The package can be loaded with the command:

library("DR.SC")
#> Loading required package: parallel
#> Loading required package: spatstat.geom
#> Warning: package 'spatstat.geom' was built under R version 4.0.5
#> Loading required package: spatstat.data
#> Warning: package 'spatstat.data' was built under R version 4.0.4
#> spatstat.geom 2.3-0
#> DR.SC :  Joint dimension reduction and spatial clustering is conducted for
#> Single-cell RNA sequencing and spatial transcriptomics data, and more details can be referred to
#> Wei Liu, Xu Liao, Yi Yang, Huazhen Lin, Joe Yeong, Xiang Zhou, Xingjie Shi and Jin Liu. (2022) <doi:10.1101/2021.12.25.474153>. It is not only computationally efficient and scalable to the sample size increment, but also is capable of choosing the smoothness parameter and the number of clusters as well.

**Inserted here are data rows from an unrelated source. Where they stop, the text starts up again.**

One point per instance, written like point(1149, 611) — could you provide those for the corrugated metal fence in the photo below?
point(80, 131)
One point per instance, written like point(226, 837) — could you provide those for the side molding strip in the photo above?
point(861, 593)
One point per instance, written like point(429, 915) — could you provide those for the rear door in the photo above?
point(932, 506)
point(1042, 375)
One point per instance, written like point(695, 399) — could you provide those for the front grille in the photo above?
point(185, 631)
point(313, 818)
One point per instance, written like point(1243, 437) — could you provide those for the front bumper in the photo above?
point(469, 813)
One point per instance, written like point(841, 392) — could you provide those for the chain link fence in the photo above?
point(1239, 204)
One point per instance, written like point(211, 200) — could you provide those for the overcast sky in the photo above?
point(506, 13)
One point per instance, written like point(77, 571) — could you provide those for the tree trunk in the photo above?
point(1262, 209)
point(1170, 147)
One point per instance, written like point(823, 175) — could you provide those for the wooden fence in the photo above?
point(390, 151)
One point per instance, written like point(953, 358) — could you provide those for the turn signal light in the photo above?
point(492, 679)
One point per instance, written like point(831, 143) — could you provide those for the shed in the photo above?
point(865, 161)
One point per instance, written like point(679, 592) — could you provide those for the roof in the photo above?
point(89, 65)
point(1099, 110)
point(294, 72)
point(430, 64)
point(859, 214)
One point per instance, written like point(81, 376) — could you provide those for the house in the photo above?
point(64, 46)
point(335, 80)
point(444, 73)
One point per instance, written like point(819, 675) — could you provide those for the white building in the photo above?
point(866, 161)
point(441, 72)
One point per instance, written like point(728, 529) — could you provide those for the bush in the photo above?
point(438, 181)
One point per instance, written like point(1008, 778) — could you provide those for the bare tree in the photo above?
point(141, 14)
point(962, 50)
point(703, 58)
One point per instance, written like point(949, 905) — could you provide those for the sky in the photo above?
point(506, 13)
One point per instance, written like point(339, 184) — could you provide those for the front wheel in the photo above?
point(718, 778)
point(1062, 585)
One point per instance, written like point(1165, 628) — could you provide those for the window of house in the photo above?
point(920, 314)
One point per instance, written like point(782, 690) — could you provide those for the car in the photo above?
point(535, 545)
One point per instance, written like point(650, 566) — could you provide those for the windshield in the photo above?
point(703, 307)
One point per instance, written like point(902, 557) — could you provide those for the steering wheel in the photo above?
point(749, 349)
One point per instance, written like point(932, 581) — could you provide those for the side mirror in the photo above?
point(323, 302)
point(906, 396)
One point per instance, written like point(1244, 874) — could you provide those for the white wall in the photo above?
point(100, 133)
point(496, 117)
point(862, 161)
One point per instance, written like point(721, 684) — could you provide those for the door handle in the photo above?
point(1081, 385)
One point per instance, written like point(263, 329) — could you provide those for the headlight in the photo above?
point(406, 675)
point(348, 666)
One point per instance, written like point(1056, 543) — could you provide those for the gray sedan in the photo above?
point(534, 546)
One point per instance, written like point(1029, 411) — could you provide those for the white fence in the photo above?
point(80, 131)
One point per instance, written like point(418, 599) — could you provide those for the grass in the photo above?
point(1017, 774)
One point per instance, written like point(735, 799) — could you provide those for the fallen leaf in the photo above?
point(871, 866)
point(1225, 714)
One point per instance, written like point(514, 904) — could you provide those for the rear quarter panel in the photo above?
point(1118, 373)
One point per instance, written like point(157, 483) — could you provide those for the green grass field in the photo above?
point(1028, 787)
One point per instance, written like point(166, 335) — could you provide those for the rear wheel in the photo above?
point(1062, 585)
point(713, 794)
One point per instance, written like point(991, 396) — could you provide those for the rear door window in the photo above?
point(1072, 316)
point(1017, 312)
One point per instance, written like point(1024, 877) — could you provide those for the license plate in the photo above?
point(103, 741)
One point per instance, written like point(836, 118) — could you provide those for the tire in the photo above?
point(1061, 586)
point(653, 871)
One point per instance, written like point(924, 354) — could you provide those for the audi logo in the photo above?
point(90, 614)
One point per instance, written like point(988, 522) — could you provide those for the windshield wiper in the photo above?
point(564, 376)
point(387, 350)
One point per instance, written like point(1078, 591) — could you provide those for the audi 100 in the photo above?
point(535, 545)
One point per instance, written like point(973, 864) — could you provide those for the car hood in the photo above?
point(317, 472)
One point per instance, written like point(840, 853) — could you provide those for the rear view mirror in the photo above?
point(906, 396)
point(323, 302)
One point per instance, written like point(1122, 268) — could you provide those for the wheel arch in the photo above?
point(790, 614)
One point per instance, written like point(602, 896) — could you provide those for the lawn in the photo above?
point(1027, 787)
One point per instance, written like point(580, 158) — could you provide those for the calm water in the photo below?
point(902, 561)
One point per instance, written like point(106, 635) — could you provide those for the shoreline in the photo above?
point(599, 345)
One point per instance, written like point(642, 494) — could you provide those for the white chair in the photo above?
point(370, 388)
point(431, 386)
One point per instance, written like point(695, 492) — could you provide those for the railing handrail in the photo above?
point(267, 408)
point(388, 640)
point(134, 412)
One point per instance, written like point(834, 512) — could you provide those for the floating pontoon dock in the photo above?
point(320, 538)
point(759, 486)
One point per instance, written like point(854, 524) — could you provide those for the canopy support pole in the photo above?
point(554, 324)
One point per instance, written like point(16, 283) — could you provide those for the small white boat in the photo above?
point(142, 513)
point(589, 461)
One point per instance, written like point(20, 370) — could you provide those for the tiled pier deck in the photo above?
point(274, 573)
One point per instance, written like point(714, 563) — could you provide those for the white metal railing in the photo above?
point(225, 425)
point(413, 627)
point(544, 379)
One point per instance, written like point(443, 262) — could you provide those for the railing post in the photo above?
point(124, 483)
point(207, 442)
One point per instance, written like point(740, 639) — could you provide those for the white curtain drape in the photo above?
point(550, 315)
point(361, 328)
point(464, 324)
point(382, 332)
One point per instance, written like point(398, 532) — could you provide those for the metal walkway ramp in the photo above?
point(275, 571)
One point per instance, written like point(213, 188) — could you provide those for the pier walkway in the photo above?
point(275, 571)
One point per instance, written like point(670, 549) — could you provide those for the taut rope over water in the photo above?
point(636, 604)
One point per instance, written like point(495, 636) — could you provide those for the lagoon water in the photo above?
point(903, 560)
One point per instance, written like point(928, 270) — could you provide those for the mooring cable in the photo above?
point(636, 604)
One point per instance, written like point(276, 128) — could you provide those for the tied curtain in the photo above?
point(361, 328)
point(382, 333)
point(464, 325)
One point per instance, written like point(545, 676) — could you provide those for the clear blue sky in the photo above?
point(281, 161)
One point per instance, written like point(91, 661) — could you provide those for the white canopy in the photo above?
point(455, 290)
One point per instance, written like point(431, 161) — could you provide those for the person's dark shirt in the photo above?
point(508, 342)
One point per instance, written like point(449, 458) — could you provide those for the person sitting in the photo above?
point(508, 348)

Fit DR-SC using real data HCC1

load the data HCC1 in package DR.SC

data("dlpfc151510", package = 'DR.SC')

Data preprocessing

library(Seurat)
#> Attaching SeuratObject
# standard log-normalization
dlpfc151510 <- NormalizeData(dlpfc151510, verbose = F)
# choose 500 highly variable features
seu <- FindVariableFeatures(dlpfc151510, nfeatures = 500, verbose = F)

Fit DR-SC model using 1000 highly variable features

We set the argument variable.type=‘HVGs’ (default option) to use the highly variable genes.

### Given K
seu <- DR.SC(seu, K=7, platform = 'Visium', verbose=F)
#> Neighbors were identified for 4634 out of 4634 spots.
#> Fit DR-SC model...
#> Finish DR-SC model fitting

Visualization

Show the tSNE plot based on the extracted features from DR-SC.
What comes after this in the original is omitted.